Yeltsin's policies were more radical and market-oriented, focusing on rapid privatisation, unlike Gorbachev's gradualist approach to reform.

Boris Yeltsin and Mikhail Gorbachev were two key figures in the history of Russia, each with their own distinct approach to economic and political reform. Gorbachev, who served as the General Secretary of the Communist Party of the Soviet Union from 1985 to 1991, pursued a policy of gradual reform. His two main policies were 'glasnost' (openness) and 'perestroika' (restructuring). Glasnost aimed to increase transparency and freedom of speech in the Soviet Union, while perestroika sought to reform the Soviet economic system by introducing elements of the market economy.

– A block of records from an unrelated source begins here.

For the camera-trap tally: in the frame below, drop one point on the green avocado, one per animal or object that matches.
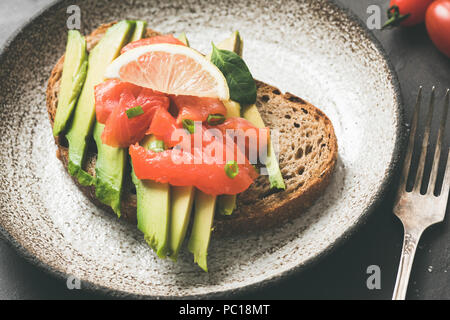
(139, 30)
(182, 199)
(109, 171)
(204, 207)
(72, 79)
(227, 203)
(80, 130)
(153, 208)
(111, 162)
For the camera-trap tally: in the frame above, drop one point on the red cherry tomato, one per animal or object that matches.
(410, 12)
(438, 25)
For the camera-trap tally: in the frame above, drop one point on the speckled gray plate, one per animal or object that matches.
(313, 49)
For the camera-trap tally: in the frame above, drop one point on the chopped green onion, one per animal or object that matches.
(189, 125)
(157, 146)
(231, 169)
(215, 119)
(134, 112)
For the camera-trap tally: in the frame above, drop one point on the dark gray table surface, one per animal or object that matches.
(342, 274)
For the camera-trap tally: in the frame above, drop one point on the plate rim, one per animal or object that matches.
(394, 163)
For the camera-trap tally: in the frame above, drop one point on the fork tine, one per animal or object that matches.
(426, 136)
(437, 152)
(409, 150)
(446, 183)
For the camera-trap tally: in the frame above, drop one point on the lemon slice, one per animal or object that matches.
(172, 69)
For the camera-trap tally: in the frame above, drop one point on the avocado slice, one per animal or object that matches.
(139, 30)
(111, 162)
(72, 79)
(252, 114)
(180, 212)
(227, 203)
(153, 208)
(204, 207)
(109, 171)
(80, 131)
(183, 38)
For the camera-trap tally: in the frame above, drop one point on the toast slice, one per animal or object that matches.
(307, 157)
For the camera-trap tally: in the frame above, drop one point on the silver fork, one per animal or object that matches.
(416, 211)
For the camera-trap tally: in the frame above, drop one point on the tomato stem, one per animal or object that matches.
(394, 17)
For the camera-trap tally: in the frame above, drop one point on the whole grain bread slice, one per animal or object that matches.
(307, 156)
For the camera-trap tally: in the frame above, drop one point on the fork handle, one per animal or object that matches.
(410, 241)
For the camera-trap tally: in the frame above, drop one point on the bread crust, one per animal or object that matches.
(250, 216)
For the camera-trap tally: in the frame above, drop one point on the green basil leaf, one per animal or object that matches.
(157, 146)
(134, 112)
(231, 169)
(240, 81)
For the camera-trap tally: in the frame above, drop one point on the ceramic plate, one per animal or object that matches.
(313, 49)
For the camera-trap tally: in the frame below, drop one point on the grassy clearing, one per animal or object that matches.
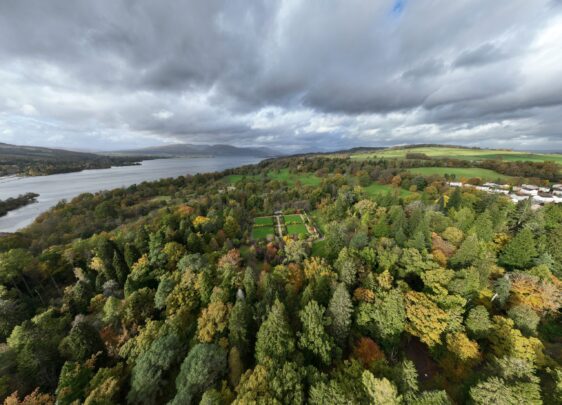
(460, 153)
(262, 232)
(319, 248)
(293, 219)
(306, 179)
(161, 198)
(297, 229)
(264, 221)
(377, 189)
(467, 172)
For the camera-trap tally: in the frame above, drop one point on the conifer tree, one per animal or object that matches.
(340, 310)
(520, 251)
(275, 339)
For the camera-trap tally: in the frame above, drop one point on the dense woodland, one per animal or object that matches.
(11, 204)
(37, 161)
(157, 294)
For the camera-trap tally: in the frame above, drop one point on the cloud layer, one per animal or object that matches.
(297, 75)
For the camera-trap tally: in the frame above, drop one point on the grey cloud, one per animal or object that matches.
(485, 54)
(335, 73)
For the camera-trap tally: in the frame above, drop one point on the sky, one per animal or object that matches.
(292, 75)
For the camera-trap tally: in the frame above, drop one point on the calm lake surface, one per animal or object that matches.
(52, 189)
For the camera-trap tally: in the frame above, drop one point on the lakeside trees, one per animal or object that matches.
(170, 301)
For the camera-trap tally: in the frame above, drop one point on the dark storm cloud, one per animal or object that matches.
(487, 53)
(315, 74)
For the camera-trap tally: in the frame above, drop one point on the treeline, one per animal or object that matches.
(11, 204)
(440, 298)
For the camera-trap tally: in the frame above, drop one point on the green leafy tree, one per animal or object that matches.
(525, 318)
(347, 266)
(314, 337)
(380, 391)
(384, 320)
(520, 251)
(73, 381)
(149, 372)
(468, 252)
(424, 318)
(478, 322)
(82, 342)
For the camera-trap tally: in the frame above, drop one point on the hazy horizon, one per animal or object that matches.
(292, 76)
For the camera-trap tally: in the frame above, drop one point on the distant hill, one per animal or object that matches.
(13, 153)
(39, 161)
(184, 149)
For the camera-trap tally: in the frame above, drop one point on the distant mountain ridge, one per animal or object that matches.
(40, 161)
(185, 149)
(38, 153)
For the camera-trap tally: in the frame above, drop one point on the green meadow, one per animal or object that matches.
(262, 232)
(377, 189)
(462, 153)
(297, 229)
(283, 175)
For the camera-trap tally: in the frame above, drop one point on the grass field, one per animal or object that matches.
(297, 229)
(293, 219)
(459, 172)
(264, 221)
(319, 248)
(307, 179)
(262, 232)
(376, 189)
(461, 153)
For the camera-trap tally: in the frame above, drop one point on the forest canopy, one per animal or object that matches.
(414, 294)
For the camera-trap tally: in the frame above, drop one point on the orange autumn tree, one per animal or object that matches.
(367, 351)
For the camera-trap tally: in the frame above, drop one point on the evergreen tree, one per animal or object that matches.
(314, 337)
(340, 310)
(275, 339)
(520, 251)
(204, 366)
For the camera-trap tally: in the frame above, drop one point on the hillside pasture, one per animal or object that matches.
(297, 229)
(283, 175)
(292, 219)
(462, 153)
(262, 232)
(461, 172)
(263, 221)
(377, 189)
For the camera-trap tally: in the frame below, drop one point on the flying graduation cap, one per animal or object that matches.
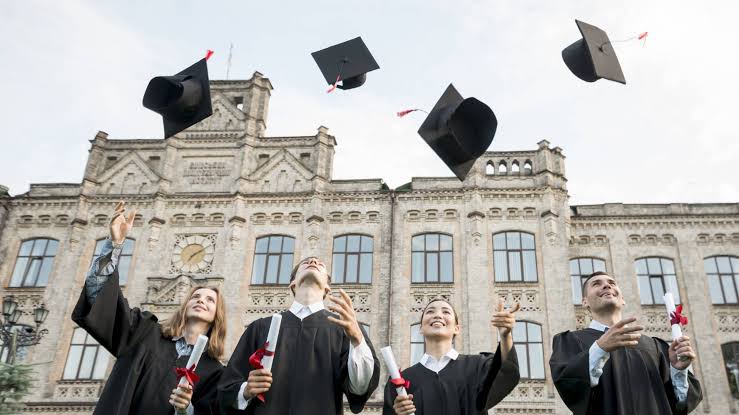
(459, 130)
(182, 99)
(592, 57)
(347, 62)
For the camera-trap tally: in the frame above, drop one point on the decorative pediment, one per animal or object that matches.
(283, 173)
(225, 117)
(129, 175)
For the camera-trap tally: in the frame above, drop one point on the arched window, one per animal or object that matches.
(731, 364)
(418, 346)
(527, 168)
(87, 360)
(723, 278)
(432, 258)
(352, 259)
(581, 268)
(490, 168)
(124, 260)
(527, 340)
(33, 264)
(515, 169)
(656, 277)
(273, 260)
(514, 257)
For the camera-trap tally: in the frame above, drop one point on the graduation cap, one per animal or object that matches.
(348, 62)
(592, 57)
(182, 100)
(459, 130)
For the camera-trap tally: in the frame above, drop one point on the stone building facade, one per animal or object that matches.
(506, 232)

Yeltsin, on the other hand, who served as the President of Russia from 1991 to 1999, pursued a more radical approach to reform. His policies were characterised by a rapid transition to a market economy, known as 'shock therapy'. This involved the swift privatisation of state-owned enterprises and the liberalisation of prices. Yeltsin's policies were aimed at dismantling the old Soviet system as quickly as possible and replacing it with a capitalist economy.

While Gorbachev's policies were aimed at reforming the existing system, Yeltsin's policies were aimed at completely transforming it. Gorbachev sought to maintain the socialist system while introducing elements of the market economy, whereas Yeltsin sought to replace the socialist system with a capitalist one. This fundamental difference in their approach to reform is reflected in the outcomes of their policies. Gorbachev's gradualist approach led to a slow and often painful transition, with many of the old structures remaining in place. Yeltsin's radical approach, on the other hand, led to a rapid but chaotic transition, with many of the new structures being poorly implemented.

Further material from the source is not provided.